Come, Come, Come Upward, which is directed by Im Kwon-Taek, is another of these films, but one not so well known. Like the Bodhidharma and Passage films it also centres on a koan, in this case: Why does Bodhidharma not have a beard? A koan of course is not really looking for an answer in the traditional sense, but is something like a provocation to thought.
It concerns a young woman, falsely accused at school, who joins a nunnery, only to be falsely accused there as well. She is forced to leave the nunnery and returns to lay life, marrying a drunkard and trying to reform him, and when he dies she gives herself over to saving other unfortunates, including by working as a district nurse.

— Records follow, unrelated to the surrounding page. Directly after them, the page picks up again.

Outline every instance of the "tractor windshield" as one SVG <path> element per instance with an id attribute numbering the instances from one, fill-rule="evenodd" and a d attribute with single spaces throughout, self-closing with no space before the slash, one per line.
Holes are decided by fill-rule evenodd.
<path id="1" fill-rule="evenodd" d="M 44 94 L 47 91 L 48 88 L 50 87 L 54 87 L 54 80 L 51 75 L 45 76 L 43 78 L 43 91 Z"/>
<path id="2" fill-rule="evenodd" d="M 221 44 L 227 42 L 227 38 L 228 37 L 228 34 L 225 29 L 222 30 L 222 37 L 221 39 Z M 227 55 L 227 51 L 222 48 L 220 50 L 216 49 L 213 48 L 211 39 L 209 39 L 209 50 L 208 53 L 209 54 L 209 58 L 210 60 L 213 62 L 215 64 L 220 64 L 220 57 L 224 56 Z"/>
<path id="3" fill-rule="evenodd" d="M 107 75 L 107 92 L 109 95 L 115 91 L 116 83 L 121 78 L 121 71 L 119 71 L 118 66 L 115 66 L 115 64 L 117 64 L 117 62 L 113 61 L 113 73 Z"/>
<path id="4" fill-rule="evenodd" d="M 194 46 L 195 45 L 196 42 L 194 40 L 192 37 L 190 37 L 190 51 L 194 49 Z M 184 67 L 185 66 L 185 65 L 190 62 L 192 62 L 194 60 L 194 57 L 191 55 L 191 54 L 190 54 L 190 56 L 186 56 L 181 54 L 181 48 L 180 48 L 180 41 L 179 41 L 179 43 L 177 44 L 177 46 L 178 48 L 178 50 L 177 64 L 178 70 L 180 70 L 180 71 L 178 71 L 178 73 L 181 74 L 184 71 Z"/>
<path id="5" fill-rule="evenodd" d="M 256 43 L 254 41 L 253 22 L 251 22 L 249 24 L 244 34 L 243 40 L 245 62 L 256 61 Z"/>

Contrasted against her life is the life of a very severe young nun from the nunnery, and works hard to attain awakening, including doing three years meditating in a damp cave. The zen master of the nunnery, who always seems to speak in zen riddles, falls ill, and seems to be waiting for someone to return.
When the young nun comes it seems it must be her, but when the young lay woman comes it becomes clear she is the main inheritor of the master’s wisdom, and the last scene shows her disappearing into the unknown crowds as she vows to spread the master’s wisdom to everyone she meets.